Modern Perl but not Modern::Perl

This started while driving to work. If I get mail from coworkers, I get Pushover notifications, and halfway from home, I got a bunch of notifications.

We don't know the cause of the issue, but I do know the result

We have env set on our web server set so that Perl is /our/own/private/bin/perl and not /usr/bin/perl, because this runs in a highly-networked and highly-clustered environment, mostly RedHat 6.8 and with 5.10.1 as system perl, if we want to have a consistent version and consistent modules, we need our own. This allows us to have #!/usr/bin/env perl as our shbang.

And this morning, for reasons I don't know, it stopped working. Whatever perl was being called, it wasn't /our/own/private/bin/perl. And this broke things.

One of the things that broke is this: Whatever perl is /usr/bin/env perl, it doesn't have Modern::Perl.

I'm for Modern Perl. My personal take is that chromatic and Modern Perl kept Perl alive in with Perl 5 while Larry Wall and the other language developers worked on Perl 6. Thus, I am grateful that it exists.
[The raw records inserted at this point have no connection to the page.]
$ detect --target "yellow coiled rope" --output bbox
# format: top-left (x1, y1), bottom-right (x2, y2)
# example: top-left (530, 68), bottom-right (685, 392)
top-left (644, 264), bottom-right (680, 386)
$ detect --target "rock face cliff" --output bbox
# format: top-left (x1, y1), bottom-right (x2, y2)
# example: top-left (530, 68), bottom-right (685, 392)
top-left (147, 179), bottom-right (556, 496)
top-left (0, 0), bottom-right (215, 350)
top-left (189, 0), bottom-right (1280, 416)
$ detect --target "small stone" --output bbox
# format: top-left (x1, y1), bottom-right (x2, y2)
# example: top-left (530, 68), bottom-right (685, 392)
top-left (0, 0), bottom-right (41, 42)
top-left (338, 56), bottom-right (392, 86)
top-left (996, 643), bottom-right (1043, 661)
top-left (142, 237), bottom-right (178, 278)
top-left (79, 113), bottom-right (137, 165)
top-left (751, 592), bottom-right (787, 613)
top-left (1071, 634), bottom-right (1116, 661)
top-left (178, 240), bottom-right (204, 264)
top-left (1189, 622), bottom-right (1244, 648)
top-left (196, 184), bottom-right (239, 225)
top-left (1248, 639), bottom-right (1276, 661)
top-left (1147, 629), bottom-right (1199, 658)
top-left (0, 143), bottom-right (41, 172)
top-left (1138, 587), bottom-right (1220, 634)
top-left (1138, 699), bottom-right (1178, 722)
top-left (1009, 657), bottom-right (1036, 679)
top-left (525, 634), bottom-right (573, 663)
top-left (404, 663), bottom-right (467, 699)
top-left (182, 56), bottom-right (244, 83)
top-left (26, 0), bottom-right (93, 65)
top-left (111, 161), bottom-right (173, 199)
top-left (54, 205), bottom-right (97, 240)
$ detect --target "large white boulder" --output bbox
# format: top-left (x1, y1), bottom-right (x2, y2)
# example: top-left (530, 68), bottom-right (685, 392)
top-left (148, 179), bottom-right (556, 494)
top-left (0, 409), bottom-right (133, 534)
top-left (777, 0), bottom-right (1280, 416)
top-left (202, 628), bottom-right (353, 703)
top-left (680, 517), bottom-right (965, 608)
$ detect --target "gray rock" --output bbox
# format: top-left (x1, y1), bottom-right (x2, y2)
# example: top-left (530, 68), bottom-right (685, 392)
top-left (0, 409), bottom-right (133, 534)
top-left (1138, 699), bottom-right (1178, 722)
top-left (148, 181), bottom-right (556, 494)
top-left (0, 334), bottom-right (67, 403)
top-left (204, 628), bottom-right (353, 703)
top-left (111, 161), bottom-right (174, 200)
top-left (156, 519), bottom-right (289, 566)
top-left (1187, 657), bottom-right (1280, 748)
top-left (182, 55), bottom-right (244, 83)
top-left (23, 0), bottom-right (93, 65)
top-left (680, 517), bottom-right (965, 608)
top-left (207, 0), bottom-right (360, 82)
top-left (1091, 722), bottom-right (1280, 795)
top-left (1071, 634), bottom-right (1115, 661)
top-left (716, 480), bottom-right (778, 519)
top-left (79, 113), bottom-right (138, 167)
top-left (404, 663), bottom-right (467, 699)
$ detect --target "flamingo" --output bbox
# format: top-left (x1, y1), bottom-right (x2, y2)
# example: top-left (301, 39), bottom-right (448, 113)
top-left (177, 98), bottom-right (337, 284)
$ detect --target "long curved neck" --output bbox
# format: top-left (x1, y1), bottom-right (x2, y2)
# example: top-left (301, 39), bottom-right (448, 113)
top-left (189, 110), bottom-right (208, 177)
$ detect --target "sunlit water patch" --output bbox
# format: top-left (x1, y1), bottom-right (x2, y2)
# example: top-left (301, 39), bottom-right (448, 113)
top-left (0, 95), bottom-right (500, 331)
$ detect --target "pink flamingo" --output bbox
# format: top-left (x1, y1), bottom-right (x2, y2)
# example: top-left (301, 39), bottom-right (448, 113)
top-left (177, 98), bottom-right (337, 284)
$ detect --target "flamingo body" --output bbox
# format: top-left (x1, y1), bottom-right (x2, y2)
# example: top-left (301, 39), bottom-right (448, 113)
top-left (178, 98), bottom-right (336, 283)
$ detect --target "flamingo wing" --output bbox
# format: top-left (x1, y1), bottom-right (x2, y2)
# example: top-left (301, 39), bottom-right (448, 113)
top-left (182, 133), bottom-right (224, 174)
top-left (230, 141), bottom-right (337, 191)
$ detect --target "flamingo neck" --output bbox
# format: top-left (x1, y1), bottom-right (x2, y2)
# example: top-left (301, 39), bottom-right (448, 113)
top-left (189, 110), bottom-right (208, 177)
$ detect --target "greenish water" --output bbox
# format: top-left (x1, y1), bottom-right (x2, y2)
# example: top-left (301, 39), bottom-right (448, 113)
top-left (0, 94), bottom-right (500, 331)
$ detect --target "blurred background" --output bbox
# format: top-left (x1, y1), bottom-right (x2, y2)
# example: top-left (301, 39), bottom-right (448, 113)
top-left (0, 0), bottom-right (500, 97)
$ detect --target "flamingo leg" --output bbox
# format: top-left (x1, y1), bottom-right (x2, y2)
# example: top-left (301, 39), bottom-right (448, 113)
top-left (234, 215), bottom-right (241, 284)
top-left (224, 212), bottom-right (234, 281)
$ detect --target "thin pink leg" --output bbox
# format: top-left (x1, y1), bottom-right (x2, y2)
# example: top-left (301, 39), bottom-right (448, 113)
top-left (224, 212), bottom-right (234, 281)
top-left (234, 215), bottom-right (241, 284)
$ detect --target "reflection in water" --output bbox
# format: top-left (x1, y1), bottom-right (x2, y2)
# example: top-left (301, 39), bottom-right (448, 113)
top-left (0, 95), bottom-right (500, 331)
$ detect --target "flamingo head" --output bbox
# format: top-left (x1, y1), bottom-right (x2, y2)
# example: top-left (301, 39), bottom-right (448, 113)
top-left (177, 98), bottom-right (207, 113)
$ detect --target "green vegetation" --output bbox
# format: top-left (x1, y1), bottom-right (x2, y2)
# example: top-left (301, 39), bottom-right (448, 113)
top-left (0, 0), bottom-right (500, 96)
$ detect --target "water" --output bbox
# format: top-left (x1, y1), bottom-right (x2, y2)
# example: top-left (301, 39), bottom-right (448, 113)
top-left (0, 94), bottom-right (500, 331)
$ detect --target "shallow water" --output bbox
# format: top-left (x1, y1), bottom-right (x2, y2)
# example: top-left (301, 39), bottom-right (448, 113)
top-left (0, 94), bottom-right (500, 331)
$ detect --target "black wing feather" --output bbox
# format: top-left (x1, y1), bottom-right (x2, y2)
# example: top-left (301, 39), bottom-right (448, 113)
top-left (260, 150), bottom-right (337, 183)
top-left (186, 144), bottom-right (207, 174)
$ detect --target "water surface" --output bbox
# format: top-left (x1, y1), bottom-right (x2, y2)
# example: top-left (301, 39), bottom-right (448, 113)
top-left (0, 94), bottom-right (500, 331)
But, while I was playing with it, I found a problem: Modern::Perl is not in Core, so you cannot rely on it being there, so a script might be running with a version greater than 5.8.8 and be able to give you everything you need, which to me is normally use strict, use warnings and use feature qw{say}, but if you're asking for Modern::Perl for it, it fails, and because you don't know which Modern thing you want, you don't know how to fix it.

This is part of my persistent hatred of magic. If it works and you don't understand how, you can't fix it if it stops working. I got to the heavy magic parts of Ruby and Rails and that, as well as "Life Happens", are why I stopped playing with it. And, I think, this is a contributing factor with this morning's brokenness.